The inverted output of IC1 is connected TR1 (BC558), which in turn drives TR2 (BC548).
TR2 connects the LED D3 across the power input to the circuit. The purpose of this is to cause pulses of increased current consumption in time with the received infrared, which are in detected by the other section of the circuit. The LED flashes in time with the received infrared.
The circuit is powered from the other section of the circuit via SK1. D2 and R15 provide a regulated 5V supply to IC1, while D4 and C1 ensure that this supply does not vary significantly when the LED is pulsing.

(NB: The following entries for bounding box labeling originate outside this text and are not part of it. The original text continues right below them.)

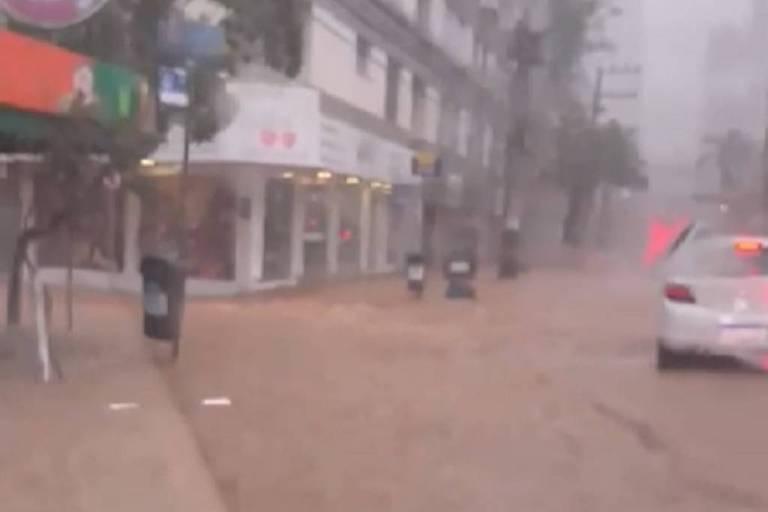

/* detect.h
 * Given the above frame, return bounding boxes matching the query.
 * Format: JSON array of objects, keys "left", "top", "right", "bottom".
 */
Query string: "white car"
[{"left": 657, "top": 230, "right": 768, "bottom": 370}]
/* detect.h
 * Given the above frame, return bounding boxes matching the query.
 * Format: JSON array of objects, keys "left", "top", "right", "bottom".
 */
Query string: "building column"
[
  {"left": 325, "top": 181, "right": 341, "bottom": 276},
  {"left": 360, "top": 185, "right": 373, "bottom": 273},
  {"left": 291, "top": 184, "right": 307, "bottom": 279},
  {"left": 376, "top": 194, "right": 392, "bottom": 272},
  {"left": 123, "top": 192, "right": 142, "bottom": 281}
]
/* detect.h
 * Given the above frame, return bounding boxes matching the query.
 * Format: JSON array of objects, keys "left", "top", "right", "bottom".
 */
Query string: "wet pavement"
[{"left": 167, "top": 269, "right": 768, "bottom": 512}]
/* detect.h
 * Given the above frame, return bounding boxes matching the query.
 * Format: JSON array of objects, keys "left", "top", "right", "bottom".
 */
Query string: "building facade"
[{"left": 1, "top": 0, "right": 507, "bottom": 295}]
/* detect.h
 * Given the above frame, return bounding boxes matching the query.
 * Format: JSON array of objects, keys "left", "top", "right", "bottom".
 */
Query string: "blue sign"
[{"left": 159, "top": 67, "right": 189, "bottom": 108}]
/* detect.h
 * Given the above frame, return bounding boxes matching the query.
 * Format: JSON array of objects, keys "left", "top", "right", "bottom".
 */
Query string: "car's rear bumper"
[{"left": 659, "top": 340, "right": 768, "bottom": 372}]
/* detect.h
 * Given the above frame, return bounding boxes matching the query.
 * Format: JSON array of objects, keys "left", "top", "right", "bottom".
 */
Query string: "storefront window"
[
  {"left": 264, "top": 179, "right": 294, "bottom": 280},
  {"left": 140, "top": 176, "right": 236, "bottom": 281},
  {"left": 35, "top": 174, "right": 124, "bottom": 272}
]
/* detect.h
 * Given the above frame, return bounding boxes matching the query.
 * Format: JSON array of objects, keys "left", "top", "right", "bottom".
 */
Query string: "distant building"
[{"left": 584, "top": 0, "right": 646, "bottom": 143}]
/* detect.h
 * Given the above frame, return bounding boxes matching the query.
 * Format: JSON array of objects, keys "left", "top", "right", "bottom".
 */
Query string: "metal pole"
[
  {"left": 762, "top": 91, "right": 768, "bottom": 222},
  {"left": 591, "top": 66, "right": 605, "bottom": 127},
  {"left": 178, "top": 64, "right": 195, "bottom": 262}
]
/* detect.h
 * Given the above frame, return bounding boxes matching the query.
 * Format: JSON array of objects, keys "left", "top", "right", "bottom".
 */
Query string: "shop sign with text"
[
  {"left": 0, "top": 30, "right": 150, "bottom": 124},
  {"left": 0, "top": 0, "right": 109, "bottom": 29}
]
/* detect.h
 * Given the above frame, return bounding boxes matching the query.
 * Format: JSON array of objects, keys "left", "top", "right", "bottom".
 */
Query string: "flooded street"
[{"left": 169, "top": 270, "right": 768, "bottom": 512}]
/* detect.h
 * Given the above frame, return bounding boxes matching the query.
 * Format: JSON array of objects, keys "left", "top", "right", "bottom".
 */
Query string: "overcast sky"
[{"left": 636, "top": 0, "right": 752, "bottom": 165}]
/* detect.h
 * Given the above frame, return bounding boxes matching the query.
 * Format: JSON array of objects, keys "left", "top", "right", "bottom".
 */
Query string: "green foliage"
[
  {"left": 558, "top": 120, "right": 647, "bottom": 190},
  {"left": 597, "top": 121, "right": 646, "bottom": 187},
  {"left": 220, "top": 0, "right": 309, "bottom": 77},
  {"left": 548, "top": 0, "right": 602, "bottom": 83}
]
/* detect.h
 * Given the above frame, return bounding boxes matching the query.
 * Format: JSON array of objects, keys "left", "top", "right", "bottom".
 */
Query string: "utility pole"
[
  {"left": 761, "top": 90, "right": 768, "bottom": 221},
  {"left": 591, "top": 66, "right": 605, "bottom": 123},
  {"left": 498, "top": 14, "right": 542, "bottom": 279}
]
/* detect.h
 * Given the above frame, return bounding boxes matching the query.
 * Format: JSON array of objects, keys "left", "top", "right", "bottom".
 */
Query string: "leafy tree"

Infrared Transmitter and PSU
The infrared transmitter and power supply circuits are shown in figure 1B.
The variations in supply current to the receiver section cause a varying voltage drop across R14. This is converted to logic pulses by TR5 (BC558). C12, R10 and D9 cause short (40uS) pulses to be applied to the base of TR4. TR4 (BC548) and TR5 (ZTX650) are in a Darlington arrangement, and drive the infrared LED.
The infrared LED (D7) has a maximum continuous current rating of 100mA, which would give a range of only a few centimetres. However the device has a pulse rating of over 2A, providing the duty cycle is short and the mean current does not exceed 100mA.
This gives a much improved range and is the technique used in commercial remote controls, as well as this unit. C11 acts as a reservoir for the LED current, and is charged when the LED is not lit via R13. The current to D8 is limited to about 2.5A by R9; a red LED (D7) and series resistor (R8) are connected across R9 to give a visual indication that the unit is operating.
The circuit is powered by a small transformer, giving an unregulated supply of about 18V across C10. The supply reaching the infrared receiver section will be about 12V. A 100mA transformer is adequate since the current consumption is only a couple of milliamps when the unit is idle.
The DC voltage is isolated from the TV/video equipment by C7 and C13. 100pF ceramic disc capacitors are used, which give good coupling at UHF frequencies. The high frequencies are blocked by L1 and L2, which prevent the circuit from loading the signal.
There will inevitably be slight attenuation to the UHF signal; this has not been measured due to the author not having suitable equipment! No picture degradation occurred with the prototype, although some problems may be experienced in very poor reception areas. This would only occur on off-air signals, as the signal strength from the UHF output of a video recorder or satellite receiver is generally fairly high.
The PCB overlays are shown in fig 2. There is nothing out of the ordinary about the PCB assembly – simply fit the components in the usual size order. D7 and D8 must be fitted on the solder side of the PCB, with their tops about 12mm above the PCB surface. D3 is mounted at the same height on the component side of the other PCB. D1 should be mounted at the full length of its leads, and then folded over so that the flat side lays against IC1.
Terminal pins should be used for the off-board connections. Those for SK1 and SK2 are inserted from the component side so that wires may be attached to the solder side.
There are four holes for terminal pins around IC1 and related components. These may be used to secure a screening can (made from tin plate) if the receiver is prone to interference. This was not necessary on the prototype.
The infrared receiver is housed in type MB2 plastic box, 101mm * 76mm * 39mm. A rectangular window should be cut in one side, approx. 55mm * 24mm, positioned 12mm from the left end. Remove any PCB mounting guides from this area. A piece of red filter material is then fitted behind the cutout, and held in place with superglue. If the filter has a non-reflective surface this should face outwards. The PCB is positioned in the PCB mounting guides in the case, immediately behind the window. The two coax sockets are fitted on the opposite side of the case to the window, and require a 12.7mm (1/2″) mounting hole.